Britain’s government on Wednesday proposed banning younger generations from ever buying cigarettes, a move that would give the country some of the world’s toughest smoking rules and hurt the sales of major tobacco firms.
If passed into law, the smoking age would rise by one year every year, potentially phasing out smoking among young people almost completely as soon as 2040, a briefing paper said.
“A 14-year-old today will never legally be sold a cigarette,” Prime Minister Rishi Sunak told the Conservative Party conference, where he announced the plan.
Smoking costs Britain’s health services 17 billion pounds (C$28.4 billion) a year, he said, adding the government also needs to act on youth vaping.
It would consult on restricting the flavours and descriptions of vapes and look at regulating vape packaging and presentation, according to the briefing paper.
Campaign group Action on Smoking and Health welcomed Sunak’s plans, adding they could hasten the day when smoking becomes obsolete.
The tobacco industry criticized the proposals. The Tobacco Manufacturers Association said they were a “disproportionate attack” on adults’ rights and would fuel black market trade.
“The prohibition of legal products always has dangerous side effects and opens the door to criminal gangs to sell illegal products,” it said.
Imperial Brands, which makes Winston cigarettes and Golden Virginia rolling tobacco, also warned the ban could have “unintended consequences.” Lucky Strike and Dunhill maker British American Tobacco (BAT) said the proposals would be difficult to enforce.
Gradual impact
The smoking policy would need to pass a free vote in Britain’s parliament. This means lawmakers can vote however they like rather than in line with party policies.

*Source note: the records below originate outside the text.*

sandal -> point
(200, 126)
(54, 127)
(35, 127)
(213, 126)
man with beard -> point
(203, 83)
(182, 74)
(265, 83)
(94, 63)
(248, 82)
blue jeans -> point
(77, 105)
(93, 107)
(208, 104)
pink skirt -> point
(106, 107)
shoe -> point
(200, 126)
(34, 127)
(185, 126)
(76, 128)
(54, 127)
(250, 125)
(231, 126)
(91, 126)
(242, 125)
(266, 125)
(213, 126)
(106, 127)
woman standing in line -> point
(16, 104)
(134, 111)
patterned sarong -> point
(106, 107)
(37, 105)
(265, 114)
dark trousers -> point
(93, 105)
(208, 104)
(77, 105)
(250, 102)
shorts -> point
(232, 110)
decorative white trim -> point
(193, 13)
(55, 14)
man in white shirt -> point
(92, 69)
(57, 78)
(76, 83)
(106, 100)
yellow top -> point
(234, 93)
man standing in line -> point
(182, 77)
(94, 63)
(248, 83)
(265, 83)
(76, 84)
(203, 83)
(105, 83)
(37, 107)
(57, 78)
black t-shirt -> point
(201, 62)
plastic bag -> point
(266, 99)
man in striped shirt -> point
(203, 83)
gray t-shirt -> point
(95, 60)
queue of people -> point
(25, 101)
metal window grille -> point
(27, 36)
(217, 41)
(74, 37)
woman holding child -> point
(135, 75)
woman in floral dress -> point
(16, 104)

If passed, Britain would become the first country in Europe to join New Zealand, which announced a similar plan last year, in banning smoking for future generations.
Academics said increases to the smoking age have successfully reduced smoking rates among young people around the world.

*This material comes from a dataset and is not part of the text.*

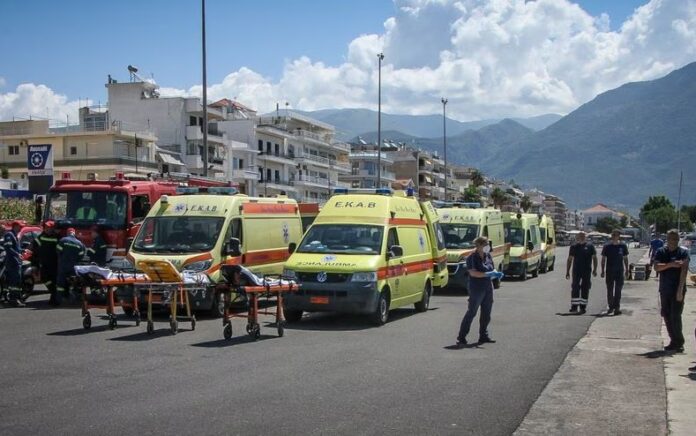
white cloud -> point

The change could hurt companies who generate a relatively large portion of their earnings from British tobacco sales, analysts said, such as Japan Tobacco, maker of Camel and Benson & Hedges, and Imperial Brands.
While short-term effects were likely minimal, over time the ban’s impact “could gradually become material,” said Owen Bennett, analyst at Jefferies, adding people aged 18-25 make up around 10 per cent of Britain’s current adult smokers.
Shares in Imperial Brands fell 3.2 per cent to their lowest since March 2022, while shares in BAT, which has a lower exposure to the British cigarette market, were down 1.2 per cent.
A risk for all companies is that other nations follow suit, Bennett noted. Denmark is already considering a similar move, and a number of nations also have targets to reduce smoking to minimal levels in the relatively near future.